Proof for determinant of a block matrix
Solution 1:
Both formulaes are true. I will prove second formula only.
First, let us suppose that $A$ is invertible. Since
$$1\cdot\det\begin{pmatrix} A & B \\ C & D \end{pmatrix}=\det \begin{pmatrix} I & 0 \\ -CA^{-1} & I \end{pmatrix}\cdot\det\begin{pmatrix} A & B \\ C & D \end{pmatrix}=\det\begin{pmatrix} A & B \\ 0 & D-CA^{-1}B \end{pmatrix}$$ then $$\det\begin{pmatrix} A & B \\ C & D \end{pmatrix} =\det(A)\cdot\det(D-CA^{-1}B)$$
Now $$\det\begin{pmatrix} A & -B \\ B & A \end{pmatrix}=^{1)}\det\begin{pmatrix} A+iB & iA-B \\ B & A \end{pmatrix}=^{2)}\det(A+iB)\det(A-B(A+iB)^{-1}(iA-B))=^{3)}$$ $$=^{3)}\det(A+iB)\det(A-iB(iA-B)^{-1}(iA-B))=\det(A+iB)\det(A-iB)$$
1) Add to row $1$ row $n+1$ multiplied by $i$, to row $2$ row $n+2$ multiplied by $i$, etc up to row $n$
2) use formula derived in the first part
3) $(kA)^{-1}=\frac1kA^{-1}$ for $k=i$
We have proved the formula for case when $A$ is invertible.
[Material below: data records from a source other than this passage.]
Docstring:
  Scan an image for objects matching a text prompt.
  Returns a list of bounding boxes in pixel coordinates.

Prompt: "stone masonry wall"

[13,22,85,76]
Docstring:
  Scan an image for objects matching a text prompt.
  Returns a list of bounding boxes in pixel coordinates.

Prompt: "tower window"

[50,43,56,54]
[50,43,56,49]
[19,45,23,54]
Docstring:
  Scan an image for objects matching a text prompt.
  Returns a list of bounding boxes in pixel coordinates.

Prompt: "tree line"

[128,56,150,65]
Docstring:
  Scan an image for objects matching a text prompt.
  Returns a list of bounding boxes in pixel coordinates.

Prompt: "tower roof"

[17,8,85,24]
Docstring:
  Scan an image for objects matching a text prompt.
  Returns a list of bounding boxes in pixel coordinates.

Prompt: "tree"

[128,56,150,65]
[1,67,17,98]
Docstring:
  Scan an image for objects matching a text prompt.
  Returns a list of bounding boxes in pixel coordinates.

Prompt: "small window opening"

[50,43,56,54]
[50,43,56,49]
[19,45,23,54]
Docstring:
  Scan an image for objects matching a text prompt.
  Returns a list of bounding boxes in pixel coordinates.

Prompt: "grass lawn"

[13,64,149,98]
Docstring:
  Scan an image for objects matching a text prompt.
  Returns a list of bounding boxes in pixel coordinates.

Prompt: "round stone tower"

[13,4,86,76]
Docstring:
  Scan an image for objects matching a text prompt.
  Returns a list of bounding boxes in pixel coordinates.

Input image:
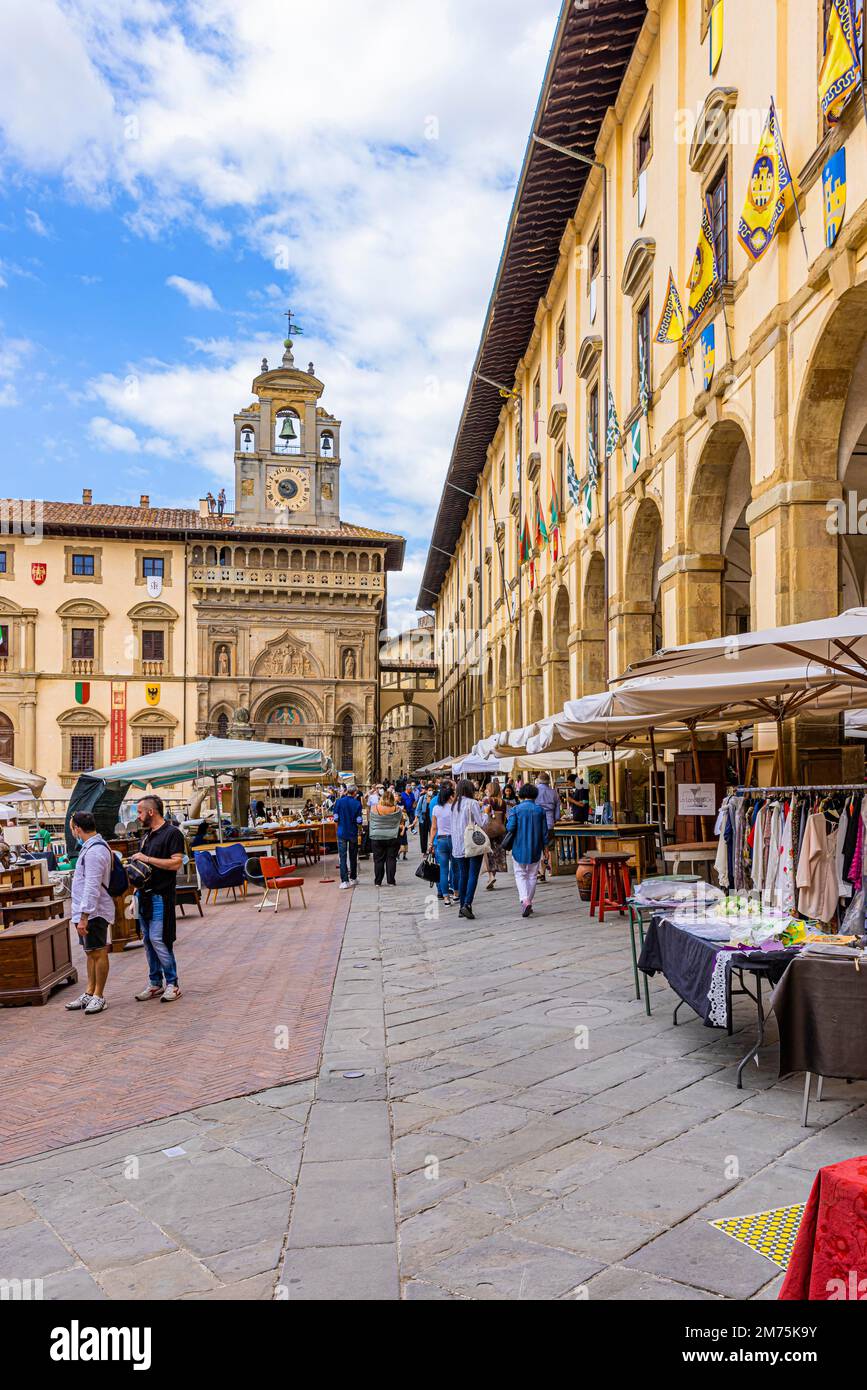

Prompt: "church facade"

[0,330,404,797]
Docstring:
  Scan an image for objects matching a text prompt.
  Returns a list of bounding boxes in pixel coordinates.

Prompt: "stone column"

[657,554,726,643]
[610,600,657,674]
[20,695,36,769]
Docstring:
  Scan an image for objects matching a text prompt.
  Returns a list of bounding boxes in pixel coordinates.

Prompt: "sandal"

[486,880,496,890]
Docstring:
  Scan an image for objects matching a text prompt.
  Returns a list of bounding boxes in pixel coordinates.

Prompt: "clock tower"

[233,325,341,528]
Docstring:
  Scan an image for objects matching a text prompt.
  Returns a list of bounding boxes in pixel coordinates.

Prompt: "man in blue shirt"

[333,786,363,888]
[505,784,549,918]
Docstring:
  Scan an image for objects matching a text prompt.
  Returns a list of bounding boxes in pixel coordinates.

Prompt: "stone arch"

[252,688,321,731]
[209,702,233,737]
[685,417,752,639]
[793,282,867,487]
[623,497,663,668]
[581,551,606,694]
[527,608,544,723]
[497,645,508,731]
[551,584,571,711]
[0,709,14,763]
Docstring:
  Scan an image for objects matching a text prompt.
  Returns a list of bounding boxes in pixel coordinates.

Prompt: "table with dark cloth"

[771,954,867,1081]
[779,1156,867,1300]
[638,913,797,1030]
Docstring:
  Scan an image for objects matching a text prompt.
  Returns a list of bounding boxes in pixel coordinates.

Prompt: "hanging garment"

[775,801,797,914]
[751,803,766,892]
[796,813,840,924]
[762,804,783,909]
[715,800,732,889]
[836,805,853,899]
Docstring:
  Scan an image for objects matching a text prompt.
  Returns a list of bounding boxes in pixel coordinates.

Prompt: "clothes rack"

[734,786,867,794]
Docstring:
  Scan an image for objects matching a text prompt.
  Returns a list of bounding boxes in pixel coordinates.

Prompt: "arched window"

[320,430,334,457]
[341,716,353,770]
[240,427,255,453]
[219,546,231,567]
[216,712,229,738]
[274,407,301,455]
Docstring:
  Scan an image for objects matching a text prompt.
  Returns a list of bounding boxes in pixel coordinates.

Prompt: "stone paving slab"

[4,844,867,1300]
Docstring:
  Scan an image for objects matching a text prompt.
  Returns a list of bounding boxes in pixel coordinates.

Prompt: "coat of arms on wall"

[31,563,46,585]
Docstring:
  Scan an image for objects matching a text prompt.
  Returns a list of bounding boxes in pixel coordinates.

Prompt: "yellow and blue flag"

[820,0,861,125]
[709,0,724,76]
[687,197,720,335]
[823,148,847,247]
[655,269,687,346]
[737,99,797,263]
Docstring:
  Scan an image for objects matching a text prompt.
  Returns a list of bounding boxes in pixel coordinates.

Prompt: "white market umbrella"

[617,607,867,685]
[90,736,331,788]
[0,761,45,798]
[452,755,505,776]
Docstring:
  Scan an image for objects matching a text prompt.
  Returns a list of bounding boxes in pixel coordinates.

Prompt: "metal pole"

[648,725,666,864]
[688,722,710,843]
[609,743,618,823]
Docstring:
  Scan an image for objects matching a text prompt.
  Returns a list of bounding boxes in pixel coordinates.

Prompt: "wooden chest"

[0,915,77,1006]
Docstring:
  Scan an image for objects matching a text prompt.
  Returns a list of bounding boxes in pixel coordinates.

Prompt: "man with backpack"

[65,811,116,1015]
[130,794,186,1003]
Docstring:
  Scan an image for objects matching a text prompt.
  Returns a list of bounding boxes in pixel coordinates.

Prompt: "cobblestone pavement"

[3,843,866,1300]
[0,864,349,1164]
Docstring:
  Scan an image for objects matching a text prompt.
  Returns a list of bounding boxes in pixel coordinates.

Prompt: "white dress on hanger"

[751,804,765,893]
[775,803,796,914]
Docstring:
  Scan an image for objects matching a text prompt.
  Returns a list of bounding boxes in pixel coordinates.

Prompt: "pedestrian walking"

[482,781,508,890]
[431,781,457,905]
[398,785,414,859]
[368,789,404,886]
[64,811,115,1014]
[505,783,548,918]
[450,779,487,919]
[333,784,362,888]
[535,772,560,881]
[415,781,434,855]
[131,794,186,1002]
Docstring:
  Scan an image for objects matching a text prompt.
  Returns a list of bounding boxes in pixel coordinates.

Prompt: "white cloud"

[88,413,172,456]
[1,0,561,616]
[166,275,219,310]
[24,208,50,237]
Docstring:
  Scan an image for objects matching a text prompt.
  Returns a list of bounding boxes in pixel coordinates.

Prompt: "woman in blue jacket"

[505,783,548,918]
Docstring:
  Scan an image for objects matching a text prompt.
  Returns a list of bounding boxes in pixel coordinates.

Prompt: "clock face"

[266,466,311,511]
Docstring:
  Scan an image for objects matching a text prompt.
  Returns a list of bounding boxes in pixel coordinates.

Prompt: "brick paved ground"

[0,865,350,1164]
[3,844,867,1300]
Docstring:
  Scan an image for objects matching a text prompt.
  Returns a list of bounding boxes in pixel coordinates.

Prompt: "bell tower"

[233,313,342,528]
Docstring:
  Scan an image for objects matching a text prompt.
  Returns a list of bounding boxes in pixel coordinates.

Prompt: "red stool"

[588,852,632,922]
[257,856,307,912]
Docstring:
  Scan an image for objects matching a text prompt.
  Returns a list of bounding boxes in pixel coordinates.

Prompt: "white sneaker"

[65,992,92,1011]
[160,984,182,1002]
[84,995,107,1014]
[339,881,350,890]
[135,984,164,1001]
[349,879,358,886]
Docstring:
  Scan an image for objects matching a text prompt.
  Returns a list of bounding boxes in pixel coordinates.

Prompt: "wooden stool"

[588,852,631,922]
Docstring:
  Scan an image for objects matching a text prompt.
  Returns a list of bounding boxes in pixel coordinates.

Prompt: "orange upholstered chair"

[257,855,307,913]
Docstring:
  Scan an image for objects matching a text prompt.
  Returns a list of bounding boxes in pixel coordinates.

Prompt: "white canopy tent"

[617,606,867,686]
[90,737,331,789]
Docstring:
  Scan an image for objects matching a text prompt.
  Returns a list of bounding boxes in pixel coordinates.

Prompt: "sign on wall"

[110,682,127,763]
[677,783,717,817]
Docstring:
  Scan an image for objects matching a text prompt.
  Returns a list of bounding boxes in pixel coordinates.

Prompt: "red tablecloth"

[779,1156,867,1300]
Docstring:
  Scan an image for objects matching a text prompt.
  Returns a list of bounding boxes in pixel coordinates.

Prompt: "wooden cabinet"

[672,750,726,844]
[0,915,77,1006]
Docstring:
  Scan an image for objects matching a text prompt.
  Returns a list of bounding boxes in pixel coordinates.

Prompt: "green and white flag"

[583,481,594,526]
[629,419,642,473]
[566,445,581,506]
[606,385,621,459]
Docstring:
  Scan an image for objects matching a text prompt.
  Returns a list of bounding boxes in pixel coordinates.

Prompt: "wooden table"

[552,822,659,883]
[0,862,44,889]
[0,882,57,906]
[0,897,64,929]
[662,841,718,880]
[0,913,77,1005]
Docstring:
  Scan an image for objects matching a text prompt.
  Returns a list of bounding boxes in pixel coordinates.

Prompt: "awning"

[617,607,867,686]
[90,737,331,788]
[0,761,46,798]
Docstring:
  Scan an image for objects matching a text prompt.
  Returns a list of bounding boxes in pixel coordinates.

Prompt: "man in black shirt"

[566,773,590,824]
[131,794,186,1002]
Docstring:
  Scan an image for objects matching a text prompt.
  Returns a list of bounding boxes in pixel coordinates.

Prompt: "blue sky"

[0,0,560,629]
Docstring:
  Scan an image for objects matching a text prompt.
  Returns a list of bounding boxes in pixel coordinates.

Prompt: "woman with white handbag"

[450,780,490,919]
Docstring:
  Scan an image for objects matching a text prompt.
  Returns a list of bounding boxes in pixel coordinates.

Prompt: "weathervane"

[284,308,304,341]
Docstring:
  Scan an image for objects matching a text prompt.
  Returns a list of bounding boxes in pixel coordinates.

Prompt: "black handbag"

[415,850,440,884]
[499,828,516,853]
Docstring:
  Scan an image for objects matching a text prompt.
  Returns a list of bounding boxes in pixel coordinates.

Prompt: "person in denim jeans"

[450,780,486,920]
[431,781,456,904]
[131,795,185,1003]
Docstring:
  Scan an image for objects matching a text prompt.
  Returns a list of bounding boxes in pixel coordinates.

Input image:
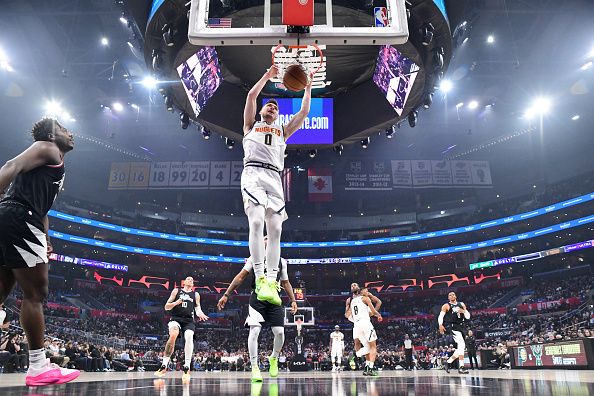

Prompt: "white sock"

[162,357,170,367]
[29,348,47,372]
[368,362,374,368]
[253,262,265,280]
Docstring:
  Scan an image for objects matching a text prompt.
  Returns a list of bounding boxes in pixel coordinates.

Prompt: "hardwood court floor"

[0,369,593,395]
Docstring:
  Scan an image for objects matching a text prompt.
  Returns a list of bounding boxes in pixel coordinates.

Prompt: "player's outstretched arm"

[195,292,209,321]
[344,298,352,319]
[217,269,249,310]
[0,141,61,194]
[280,280,298,314]
[164,288,181,311]
[243,66,279,134]
[283,76,313,139]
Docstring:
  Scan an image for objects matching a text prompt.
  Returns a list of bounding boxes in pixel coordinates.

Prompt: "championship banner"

[345,160,392,191]
[308,168,333,202]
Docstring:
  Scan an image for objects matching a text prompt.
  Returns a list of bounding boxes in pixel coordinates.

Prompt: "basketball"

[283,64,309,92]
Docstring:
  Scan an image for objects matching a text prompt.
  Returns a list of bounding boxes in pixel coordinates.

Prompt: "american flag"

[208,18,232,28]
[282,168,292,202]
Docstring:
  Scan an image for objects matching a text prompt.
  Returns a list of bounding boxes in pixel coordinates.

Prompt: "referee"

[403,334,413,370]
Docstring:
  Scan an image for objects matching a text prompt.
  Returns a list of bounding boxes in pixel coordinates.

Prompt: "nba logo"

[374,7,388,27]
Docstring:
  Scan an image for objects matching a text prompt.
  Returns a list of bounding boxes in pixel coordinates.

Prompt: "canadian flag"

[308,168,332,202]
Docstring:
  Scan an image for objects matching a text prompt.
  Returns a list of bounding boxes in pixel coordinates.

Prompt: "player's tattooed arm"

[0,141,61,194]
[195,292,209,321]
[217,269,249,310]
[369,293,382,311]
[363,296,382,322]
[280,280,298,314]
[164,288,180,311]
[344,298,352,319]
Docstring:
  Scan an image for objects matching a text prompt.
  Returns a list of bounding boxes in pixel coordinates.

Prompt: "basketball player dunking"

[330,325,344,371]
[155,276,209,383]
[241,65,312,307]
[217,237,298,383]
[0,118,80,386]
[345,283,382,376]
[438,291,470,374]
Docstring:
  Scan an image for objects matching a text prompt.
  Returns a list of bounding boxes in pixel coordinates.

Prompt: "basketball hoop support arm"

[189,0,408,46]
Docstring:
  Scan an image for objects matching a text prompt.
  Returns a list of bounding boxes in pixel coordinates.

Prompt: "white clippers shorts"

[241,166,288,220]
[451,330,466,356]
[353,321,377,344]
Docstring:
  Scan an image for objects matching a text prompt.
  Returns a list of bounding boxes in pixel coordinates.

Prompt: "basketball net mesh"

[271,44,324,81]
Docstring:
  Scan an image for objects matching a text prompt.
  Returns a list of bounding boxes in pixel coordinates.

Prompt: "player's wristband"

[224,293,230,298]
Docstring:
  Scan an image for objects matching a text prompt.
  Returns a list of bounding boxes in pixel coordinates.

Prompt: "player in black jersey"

[155,276,209,383]
[438,291,471,374]
[0,118,79,386]
[217,237,298,383]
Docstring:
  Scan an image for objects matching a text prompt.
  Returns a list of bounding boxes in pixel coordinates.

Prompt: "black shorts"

[0,202,48,269]
[168,317,195,333]
[245,293,284,327]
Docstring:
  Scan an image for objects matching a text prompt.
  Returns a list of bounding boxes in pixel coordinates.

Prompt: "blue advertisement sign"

[264,98,333,145]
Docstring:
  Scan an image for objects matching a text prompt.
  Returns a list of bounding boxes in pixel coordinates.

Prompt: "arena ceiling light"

[180,112,190,129]
[439,79,453,93]
[225,137,235,149]
[361,137,370,149]
[581,61,593,71]
[408,110,418,127]
[112,102,124,112]
[0,47,13,72]
[486,35,495,44]
[164,95,174,112]
[308,149,317,158]
[386,125,397,138]
[141,76,158,89]
[334,144,343,156]
[456,102,464,109]
[130,103,139,110]
[571,115,580,121]
[100,37,109,46]
[468,100,479,109]
[525,97,552,119]
[423,93,433,109]
[119,16,128,25]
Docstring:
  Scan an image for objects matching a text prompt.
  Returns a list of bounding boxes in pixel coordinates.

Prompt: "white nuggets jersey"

[331,332,344,350]
[243,121,286,172]
[350,296,371,324]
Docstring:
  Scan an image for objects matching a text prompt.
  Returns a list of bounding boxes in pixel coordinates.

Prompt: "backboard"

[284,306,315,326]
[188,0,409,46]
Now we should get rid from this assumption. For any $t \in \mathbb{R}$ let $A_t=A-tI$. If $A_t$ is not invertible, then $t$ is an eigenvalue of $A$. Contrapositive give us the following statement: If $t$ is not an eigenvalue of $A$, then $A_t$ is invertible(and thus the formula is true). Let us fix arbitrary $A$ and $B$ and consider $$F(t)=\det\begin{pmatrix} A_t & -B \\ B & A_t \end{pmatrix}-\det(A_t+iB)\det(A_t-iB)$$ $F(t)$ is a polynomial in $t$. $F(t)=0$ for all $t$ except the finite amount of eigenvalues of $A$ - so $F(t)$ vanishes in infinitely many points. But nonzero polynomial can have only finite number of roots. So F(t) is zero polynomial, and $F(t)=0$ for any $t$, and we have to take $t=0$ to establish the formula.
First formula derivation should be very easy now, so I will skip it.